High Dimensional Clustering
COSA (Clustering Objects on Subsets of Attributes)
Datasets used in cluster analysis have become larger and more complex employing more features (i.e. high dimensionality). Many of these features may be irrelevant for identifying latent clusters Researchers sometimes believe irrelevant features in a dataset will simply be ignored by the analysis however for most clustering algorithms this is not the case. In fact, irrelevant features can mask existing clusters in noisy data.
Clustering algorithms therefore need to adapt to provide high quality cluster solutions (i.e., objects having high similarity within, and low similarity between clusters).
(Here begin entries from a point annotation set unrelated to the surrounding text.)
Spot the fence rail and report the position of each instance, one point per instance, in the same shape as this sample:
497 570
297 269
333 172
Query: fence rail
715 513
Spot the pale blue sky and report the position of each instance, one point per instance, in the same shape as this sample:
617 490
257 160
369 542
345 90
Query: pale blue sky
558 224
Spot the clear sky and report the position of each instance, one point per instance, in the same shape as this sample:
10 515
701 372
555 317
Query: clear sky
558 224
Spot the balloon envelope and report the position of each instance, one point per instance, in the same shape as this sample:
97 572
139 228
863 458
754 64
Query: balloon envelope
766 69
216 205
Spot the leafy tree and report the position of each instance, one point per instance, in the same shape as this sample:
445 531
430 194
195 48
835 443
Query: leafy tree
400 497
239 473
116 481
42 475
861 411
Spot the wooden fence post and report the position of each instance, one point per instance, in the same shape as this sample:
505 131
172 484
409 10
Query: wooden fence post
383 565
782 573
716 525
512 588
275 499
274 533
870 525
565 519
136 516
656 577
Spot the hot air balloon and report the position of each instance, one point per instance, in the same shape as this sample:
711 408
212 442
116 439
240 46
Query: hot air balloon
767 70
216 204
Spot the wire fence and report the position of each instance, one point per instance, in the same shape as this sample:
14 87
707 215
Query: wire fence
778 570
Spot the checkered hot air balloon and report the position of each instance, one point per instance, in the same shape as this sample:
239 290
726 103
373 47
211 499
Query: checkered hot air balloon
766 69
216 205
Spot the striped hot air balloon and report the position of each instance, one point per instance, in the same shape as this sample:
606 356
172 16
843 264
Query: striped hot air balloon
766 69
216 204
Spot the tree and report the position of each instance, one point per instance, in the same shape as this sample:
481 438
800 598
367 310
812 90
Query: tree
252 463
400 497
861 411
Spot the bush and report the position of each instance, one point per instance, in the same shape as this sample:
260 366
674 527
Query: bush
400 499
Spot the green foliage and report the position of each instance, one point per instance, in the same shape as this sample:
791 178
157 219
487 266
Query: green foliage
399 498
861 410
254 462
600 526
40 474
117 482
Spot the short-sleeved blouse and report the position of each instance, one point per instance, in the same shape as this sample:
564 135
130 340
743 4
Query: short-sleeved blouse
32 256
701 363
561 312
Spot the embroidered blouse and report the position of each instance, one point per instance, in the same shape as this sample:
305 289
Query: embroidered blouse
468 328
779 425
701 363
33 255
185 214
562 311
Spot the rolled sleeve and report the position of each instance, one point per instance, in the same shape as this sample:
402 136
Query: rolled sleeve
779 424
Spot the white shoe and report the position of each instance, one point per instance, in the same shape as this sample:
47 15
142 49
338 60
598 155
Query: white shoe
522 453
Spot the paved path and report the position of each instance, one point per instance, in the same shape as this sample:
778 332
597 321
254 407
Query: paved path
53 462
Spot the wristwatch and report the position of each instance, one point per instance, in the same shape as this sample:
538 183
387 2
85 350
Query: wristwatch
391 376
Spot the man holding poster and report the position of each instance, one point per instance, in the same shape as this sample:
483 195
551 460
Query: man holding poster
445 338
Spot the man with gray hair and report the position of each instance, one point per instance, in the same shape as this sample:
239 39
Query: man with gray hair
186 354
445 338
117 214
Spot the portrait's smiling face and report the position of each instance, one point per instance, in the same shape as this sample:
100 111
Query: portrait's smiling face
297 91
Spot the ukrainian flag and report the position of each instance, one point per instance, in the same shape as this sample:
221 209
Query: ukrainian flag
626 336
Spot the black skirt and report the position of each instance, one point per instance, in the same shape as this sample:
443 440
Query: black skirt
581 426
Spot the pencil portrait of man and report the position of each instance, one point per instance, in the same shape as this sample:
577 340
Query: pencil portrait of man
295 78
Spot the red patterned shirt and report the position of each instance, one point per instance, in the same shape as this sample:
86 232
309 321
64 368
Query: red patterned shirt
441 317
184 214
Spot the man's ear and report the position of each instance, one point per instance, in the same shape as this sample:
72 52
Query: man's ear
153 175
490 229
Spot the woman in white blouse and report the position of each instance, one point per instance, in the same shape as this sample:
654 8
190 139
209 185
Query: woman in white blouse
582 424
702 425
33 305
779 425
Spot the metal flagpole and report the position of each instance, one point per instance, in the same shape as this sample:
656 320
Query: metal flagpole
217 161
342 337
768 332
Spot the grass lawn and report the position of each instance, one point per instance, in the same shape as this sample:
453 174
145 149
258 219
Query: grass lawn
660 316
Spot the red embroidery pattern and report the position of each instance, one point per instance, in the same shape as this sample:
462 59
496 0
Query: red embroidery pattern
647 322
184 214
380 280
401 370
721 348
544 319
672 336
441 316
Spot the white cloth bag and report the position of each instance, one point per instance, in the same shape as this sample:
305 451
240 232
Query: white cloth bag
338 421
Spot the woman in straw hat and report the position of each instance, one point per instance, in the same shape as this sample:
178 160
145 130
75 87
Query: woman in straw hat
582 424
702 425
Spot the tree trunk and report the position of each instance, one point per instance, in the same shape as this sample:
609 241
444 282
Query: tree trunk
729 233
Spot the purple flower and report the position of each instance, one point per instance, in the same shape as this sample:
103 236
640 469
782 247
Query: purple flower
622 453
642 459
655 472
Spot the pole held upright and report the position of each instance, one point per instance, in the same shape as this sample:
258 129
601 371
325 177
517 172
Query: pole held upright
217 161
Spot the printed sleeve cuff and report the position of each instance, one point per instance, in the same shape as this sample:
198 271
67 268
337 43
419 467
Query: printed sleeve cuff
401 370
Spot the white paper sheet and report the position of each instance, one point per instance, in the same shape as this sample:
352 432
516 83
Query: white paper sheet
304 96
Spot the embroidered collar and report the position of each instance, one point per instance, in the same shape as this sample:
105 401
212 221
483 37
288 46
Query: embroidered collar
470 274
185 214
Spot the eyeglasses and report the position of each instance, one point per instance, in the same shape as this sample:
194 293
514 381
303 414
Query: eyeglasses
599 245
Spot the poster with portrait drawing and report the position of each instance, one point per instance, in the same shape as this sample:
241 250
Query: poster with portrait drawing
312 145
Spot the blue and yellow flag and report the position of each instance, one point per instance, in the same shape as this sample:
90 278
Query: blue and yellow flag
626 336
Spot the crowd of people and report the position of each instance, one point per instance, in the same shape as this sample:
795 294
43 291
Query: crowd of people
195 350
A variety of approaches have been used to address clustering high dimensional data:
- Principal Component Analysis (PCA): PCA creates linear combinations of similar features prior to cluster analysis in order reduce dimensionality and feature overlap. Some issues with this approach include:
- PCA does not however actually remove any of the original attributes from consideration, i.e., information from irrelevant dimensions is preserved.
- Interpretation of the clusters can be difficult leading to poor or limited insight.
- Linear combinations / weighted averaging, reduces variability in the resultant features making it more difficult to distinguish between clusters.
- PCA is best suited to datasets where most of the dimensions are relevant to the clustering task, but many are highly correlated or redundant.
Another approach to dealing with high dimensional data in cluster analysis is known as “Feature Selection”.
- Feature Selection: Feature selection involves finding a subset of dimensions on which to perform clustering by removing irrelevant and redundant dimensions.
- Benefit: interpretation is enhanced when looking at subset of features since there are fewer variables.
- Drawback: Feature selection seeks groups of objects which all cluster on the same subset of attributes. Consider the following example: A customer satisfaction study contains respondents in which 2 groups cluster on “likely to recommend” and “purchase volume”. Another two groups are similar with respect to “overall satisfaction” and ” environmental concern”. If all clusters are constrained to group by the same features, the identification of two of these groups will be problematic, i.e. simple elimination of any of the four variables may aid in identifying some clusters and complicate identification of others. Also note that as data sets include more and more features, the chances of subspace clustering becomes greater.
- COSA: A final approach which addresses the drawback in feature selection is called COSA (Clustering Objects on Subsets of Attributes). COSA allows for clusters not only to be created on subsets of attributes but, in addition, clusters may in fact be based on different attributes! The COSA approach therefore provides a flexible and effective way to perform cluster analysis on high dimensional data.